Pelas conversas telefônicas que ocorreram no dia seguinte (26 de fevereiro de 2018), pode-se saber que o falecido levou as drogas para a casa do Réu 1 pela manhã, quando foi o Réu 2 quem informou a namorada do Réu 1 (e não, pois ele alegou ter sabido apenas pelo Réu 1 – ligue 10-43-15); e que o falecido posteriormente coordenou a reunião com os réus e pediu para garantir que o dinheiro fosse transferido para ele (liga para 18-35-31, 21-44-49) - Uma reunião que terminou com a morte do falecido.
Após a conversa entre os réus das 21:27 sobre o falecido e sua família, da qual é possível saber da existência de planejamento prévio, várias conversas telefônicas ocorreram entre eles para descobrir quando o réu 2 deveria chegar à casa do réu 1; e em certo momento uma conversa estranha ocorreu entre eles, na qual o réu 2 perguntou ao réu 1 sobre luvas e foi informado que "está tudo bem" (conversa 22-36-06). A última conversa entre o Réu 1 e o falecido em 27 de fevereiro de 2018, às 01h46, na qual o falecido informou que havia terminado o trabalho e chegaria em até 40 minutos, também pode indicar a existência de planejamento, já que o Réu 1 novamente pergunta ao falecido se ele está sozinho (Conversa 46-01-25).
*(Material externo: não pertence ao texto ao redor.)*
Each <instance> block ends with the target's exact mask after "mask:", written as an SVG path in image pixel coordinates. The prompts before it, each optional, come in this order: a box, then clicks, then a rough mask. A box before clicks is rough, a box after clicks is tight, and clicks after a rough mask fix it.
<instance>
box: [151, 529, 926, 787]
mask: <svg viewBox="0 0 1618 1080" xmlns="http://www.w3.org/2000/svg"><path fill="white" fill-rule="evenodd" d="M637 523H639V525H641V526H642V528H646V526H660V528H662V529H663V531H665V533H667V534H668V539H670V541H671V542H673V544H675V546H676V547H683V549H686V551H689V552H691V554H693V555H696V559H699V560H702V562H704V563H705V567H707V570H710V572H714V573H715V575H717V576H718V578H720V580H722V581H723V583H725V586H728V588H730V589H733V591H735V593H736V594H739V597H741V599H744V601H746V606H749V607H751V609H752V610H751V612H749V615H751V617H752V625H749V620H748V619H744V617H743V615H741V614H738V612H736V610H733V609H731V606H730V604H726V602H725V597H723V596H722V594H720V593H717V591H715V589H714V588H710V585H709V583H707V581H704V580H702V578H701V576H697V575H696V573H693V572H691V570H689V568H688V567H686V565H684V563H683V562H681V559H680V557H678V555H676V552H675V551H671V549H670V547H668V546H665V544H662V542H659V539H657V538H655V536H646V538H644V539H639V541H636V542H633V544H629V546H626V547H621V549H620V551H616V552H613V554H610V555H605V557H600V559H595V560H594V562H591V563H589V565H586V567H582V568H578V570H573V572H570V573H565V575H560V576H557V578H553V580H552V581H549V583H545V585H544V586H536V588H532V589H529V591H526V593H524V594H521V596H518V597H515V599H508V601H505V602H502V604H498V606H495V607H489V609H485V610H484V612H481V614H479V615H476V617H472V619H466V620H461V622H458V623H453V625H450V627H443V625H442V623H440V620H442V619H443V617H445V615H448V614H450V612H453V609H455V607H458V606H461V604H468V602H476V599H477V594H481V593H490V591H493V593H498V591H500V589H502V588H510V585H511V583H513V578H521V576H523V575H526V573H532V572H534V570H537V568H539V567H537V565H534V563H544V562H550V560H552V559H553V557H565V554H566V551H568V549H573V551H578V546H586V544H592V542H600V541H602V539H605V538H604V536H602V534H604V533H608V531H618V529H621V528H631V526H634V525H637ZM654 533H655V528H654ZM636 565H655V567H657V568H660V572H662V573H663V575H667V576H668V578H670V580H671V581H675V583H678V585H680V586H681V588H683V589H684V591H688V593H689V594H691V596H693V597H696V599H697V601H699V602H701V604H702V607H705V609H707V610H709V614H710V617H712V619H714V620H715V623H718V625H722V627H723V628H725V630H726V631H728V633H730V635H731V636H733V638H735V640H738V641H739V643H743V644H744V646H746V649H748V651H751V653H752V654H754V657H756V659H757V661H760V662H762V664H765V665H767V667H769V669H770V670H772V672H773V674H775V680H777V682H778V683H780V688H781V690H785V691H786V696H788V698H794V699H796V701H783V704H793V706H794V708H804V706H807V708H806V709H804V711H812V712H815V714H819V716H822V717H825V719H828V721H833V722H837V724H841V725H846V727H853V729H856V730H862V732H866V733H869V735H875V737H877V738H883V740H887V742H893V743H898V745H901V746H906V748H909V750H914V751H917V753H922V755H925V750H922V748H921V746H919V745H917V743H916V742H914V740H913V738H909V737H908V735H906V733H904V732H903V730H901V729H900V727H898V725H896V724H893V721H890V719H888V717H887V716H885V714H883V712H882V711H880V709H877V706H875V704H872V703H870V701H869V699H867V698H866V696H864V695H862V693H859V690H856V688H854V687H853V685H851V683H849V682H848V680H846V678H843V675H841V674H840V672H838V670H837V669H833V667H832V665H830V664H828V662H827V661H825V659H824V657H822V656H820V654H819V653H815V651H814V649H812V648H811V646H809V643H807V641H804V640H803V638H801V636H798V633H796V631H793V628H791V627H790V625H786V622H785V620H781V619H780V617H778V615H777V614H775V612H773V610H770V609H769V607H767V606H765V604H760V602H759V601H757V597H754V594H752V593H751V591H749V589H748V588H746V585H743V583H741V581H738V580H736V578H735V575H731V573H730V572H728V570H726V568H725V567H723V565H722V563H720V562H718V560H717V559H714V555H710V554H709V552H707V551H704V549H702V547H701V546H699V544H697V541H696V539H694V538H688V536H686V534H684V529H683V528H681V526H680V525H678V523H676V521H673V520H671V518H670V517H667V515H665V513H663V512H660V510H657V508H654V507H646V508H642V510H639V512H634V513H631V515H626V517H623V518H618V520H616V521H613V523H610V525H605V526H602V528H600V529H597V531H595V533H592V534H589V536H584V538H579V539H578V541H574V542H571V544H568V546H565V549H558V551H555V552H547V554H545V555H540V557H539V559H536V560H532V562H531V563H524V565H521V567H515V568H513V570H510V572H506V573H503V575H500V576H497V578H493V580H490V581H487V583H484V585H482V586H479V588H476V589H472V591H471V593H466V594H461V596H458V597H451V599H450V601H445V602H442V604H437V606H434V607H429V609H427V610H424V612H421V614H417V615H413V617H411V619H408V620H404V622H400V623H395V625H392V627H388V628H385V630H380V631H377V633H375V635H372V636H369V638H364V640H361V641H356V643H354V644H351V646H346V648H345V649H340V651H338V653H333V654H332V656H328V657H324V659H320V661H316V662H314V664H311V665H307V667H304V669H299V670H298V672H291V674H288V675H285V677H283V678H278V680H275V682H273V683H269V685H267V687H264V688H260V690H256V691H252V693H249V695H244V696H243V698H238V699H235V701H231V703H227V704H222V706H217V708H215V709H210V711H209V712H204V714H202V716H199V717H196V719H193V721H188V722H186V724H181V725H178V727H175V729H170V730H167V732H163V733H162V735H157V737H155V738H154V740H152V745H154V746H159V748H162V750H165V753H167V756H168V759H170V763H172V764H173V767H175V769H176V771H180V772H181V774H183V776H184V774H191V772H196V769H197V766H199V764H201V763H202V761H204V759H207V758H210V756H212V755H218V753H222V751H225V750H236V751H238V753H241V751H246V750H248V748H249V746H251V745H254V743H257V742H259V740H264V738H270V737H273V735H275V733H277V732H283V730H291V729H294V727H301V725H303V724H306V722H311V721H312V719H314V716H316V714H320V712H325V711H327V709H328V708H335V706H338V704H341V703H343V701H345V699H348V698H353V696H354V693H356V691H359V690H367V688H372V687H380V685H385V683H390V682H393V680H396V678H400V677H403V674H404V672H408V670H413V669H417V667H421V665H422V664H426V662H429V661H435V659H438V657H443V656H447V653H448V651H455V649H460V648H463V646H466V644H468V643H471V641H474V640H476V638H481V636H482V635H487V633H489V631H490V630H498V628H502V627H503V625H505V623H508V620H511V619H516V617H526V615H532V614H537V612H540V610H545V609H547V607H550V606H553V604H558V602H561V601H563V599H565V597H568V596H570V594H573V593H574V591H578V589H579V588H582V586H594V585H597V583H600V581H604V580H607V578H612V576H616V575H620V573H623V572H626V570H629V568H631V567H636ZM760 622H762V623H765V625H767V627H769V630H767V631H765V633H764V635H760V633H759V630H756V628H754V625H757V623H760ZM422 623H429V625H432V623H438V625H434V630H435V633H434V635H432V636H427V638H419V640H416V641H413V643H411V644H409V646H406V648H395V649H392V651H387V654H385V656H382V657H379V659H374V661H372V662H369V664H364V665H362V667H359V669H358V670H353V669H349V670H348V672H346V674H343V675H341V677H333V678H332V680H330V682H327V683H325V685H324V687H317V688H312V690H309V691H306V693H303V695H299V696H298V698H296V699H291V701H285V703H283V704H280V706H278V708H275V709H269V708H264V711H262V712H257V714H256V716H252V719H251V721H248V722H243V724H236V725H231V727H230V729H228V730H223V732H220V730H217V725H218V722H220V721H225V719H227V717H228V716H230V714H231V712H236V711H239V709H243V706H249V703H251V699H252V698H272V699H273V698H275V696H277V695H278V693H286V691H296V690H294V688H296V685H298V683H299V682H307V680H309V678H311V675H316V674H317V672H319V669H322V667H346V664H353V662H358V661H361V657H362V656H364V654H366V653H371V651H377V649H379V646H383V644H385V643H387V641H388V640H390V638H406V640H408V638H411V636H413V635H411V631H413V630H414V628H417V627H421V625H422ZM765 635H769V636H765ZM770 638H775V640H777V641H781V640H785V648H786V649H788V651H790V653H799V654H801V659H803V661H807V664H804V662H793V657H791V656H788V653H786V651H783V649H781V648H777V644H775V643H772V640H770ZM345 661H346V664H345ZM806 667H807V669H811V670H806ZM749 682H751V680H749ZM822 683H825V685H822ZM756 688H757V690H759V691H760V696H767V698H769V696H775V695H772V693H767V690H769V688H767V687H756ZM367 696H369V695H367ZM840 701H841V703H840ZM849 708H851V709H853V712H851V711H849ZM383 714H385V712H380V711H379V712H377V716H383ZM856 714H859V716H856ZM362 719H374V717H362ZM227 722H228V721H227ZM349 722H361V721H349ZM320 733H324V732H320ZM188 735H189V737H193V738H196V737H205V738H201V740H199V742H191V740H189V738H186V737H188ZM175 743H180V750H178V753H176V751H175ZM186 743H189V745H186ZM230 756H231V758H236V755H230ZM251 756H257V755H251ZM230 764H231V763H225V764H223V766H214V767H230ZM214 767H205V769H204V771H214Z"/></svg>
O Comportamento dos Réus Após o Incidente
A conduta dos réus após o incidente, como se deduzme tanto de suas declarações, quanto de seus depoimentos diante de nós e das provas adicionais apresentadas neste caso, parece ser bem pensada, determinada e bem planejada. Isso começou com eles caminhando uma distância de quilômetros para comprar combustível (como pode ser visto na reconstrução do Réu 1 e do Mapa P/21), enquanto escondiam seus casacos nos arbustos (como também documentado pelas câmeras de segurança); Você voltou ao local com o bidão cheio, tentando mover o veículo do lugar e incendiá-lo enquanto o falecido estava dentro, após levar seus pertences pessoais, para não permitir que ele fosse identificado; Recolher os casacos no mesmo lugar onde os deixaram e, depois, esconder o restante dos pertences e objetos manchados de sangue do falecido, em locais separados, muito distantes uns dos outros e do local do incidente. Essa conduta calculada contrasta fortemente com as alegações dos réus de que agiram por pressão e ansiedade, que não pensaram direito e, portanto, não tentaram pedir ajuda para o falecido, ou com a alegação do réu 1 de que agiu sob influência de drogas e álcool. Nesse contexto, deve-se notar que o depoimento de Liav Ben Hamo também indica que, quando o réu 2 entrou na loja "Amarela" para comprar uma lanterna, ele se comportou normalmente e não pareceu nervoso.